Sin embargo hace un rato me comuniqué con L, el papá. Y le dije justamente esto, lo que sentía. Le conté parte de la historia con la que partí este post.
Sabiendo que lo que uno necesita en situaciones como esta es apoyo, le dije que aquí estamos, para lo que sea. Pero más que eso le dije que tengo la convicción que saldrán adelante, como lo estaban haciendo con su hijo mayor. Puede ser difícil, pero está claro que la vida no se acaba acá y hay que levantarse, hay que “aperrar” como decimos acá en Chile. Es un golpe duro, lo se, pero estoy cierto que la familia saldrá fortalecida. También le dije que mi agnosticismo me impedía buscar la respuesta en dios, pero que si creyera seguro le estaría rezando.

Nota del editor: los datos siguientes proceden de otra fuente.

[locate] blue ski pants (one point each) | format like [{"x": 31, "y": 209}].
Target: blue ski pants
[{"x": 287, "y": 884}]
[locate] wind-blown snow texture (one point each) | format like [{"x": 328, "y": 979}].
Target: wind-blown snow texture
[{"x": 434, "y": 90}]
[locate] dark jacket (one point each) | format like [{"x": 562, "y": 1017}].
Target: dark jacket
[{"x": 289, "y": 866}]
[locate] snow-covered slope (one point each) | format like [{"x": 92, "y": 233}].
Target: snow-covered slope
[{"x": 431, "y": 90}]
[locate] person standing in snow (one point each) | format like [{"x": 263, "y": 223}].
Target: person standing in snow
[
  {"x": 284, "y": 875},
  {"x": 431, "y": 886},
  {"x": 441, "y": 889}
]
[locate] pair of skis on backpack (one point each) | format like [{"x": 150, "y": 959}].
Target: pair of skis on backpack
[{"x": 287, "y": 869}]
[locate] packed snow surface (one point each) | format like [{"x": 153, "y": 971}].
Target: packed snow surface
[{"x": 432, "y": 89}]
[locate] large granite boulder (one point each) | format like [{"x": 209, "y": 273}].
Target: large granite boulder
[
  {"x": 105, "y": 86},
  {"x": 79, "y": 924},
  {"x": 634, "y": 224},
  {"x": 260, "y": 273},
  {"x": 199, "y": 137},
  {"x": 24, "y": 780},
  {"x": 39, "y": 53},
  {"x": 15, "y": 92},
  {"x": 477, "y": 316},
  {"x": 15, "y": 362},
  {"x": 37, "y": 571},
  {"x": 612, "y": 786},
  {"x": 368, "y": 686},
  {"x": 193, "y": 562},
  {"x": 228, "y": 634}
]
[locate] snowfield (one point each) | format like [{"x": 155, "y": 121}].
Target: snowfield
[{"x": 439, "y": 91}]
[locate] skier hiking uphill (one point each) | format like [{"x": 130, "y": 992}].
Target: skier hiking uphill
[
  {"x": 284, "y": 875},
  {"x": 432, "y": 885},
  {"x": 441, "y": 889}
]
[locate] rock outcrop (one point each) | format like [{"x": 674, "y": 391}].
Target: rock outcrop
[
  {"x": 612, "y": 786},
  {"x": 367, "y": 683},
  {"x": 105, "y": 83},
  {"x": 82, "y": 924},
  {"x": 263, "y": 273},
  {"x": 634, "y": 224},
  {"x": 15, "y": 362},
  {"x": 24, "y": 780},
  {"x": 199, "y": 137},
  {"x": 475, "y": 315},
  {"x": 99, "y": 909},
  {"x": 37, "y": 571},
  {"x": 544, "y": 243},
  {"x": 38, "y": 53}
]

Y también le dije finalmente que creía que su hija era una afortunada, por tener unos padres absolutamente capacitados para sacarla adelante del dificil trance que están pasando.
No hubo el drama de la hospitalización. El ojo atento de mi amigo lo hicieron actuar a tiempo. La chiquita ya está estabilizada usando muy poca insulina, en eso por ahora no hay problemas. Lo que vendrá más adelante… ya se verá.
Por mis venas corre sangre y estoy vivo…
Siento menos dolor, supongo que ya pasará.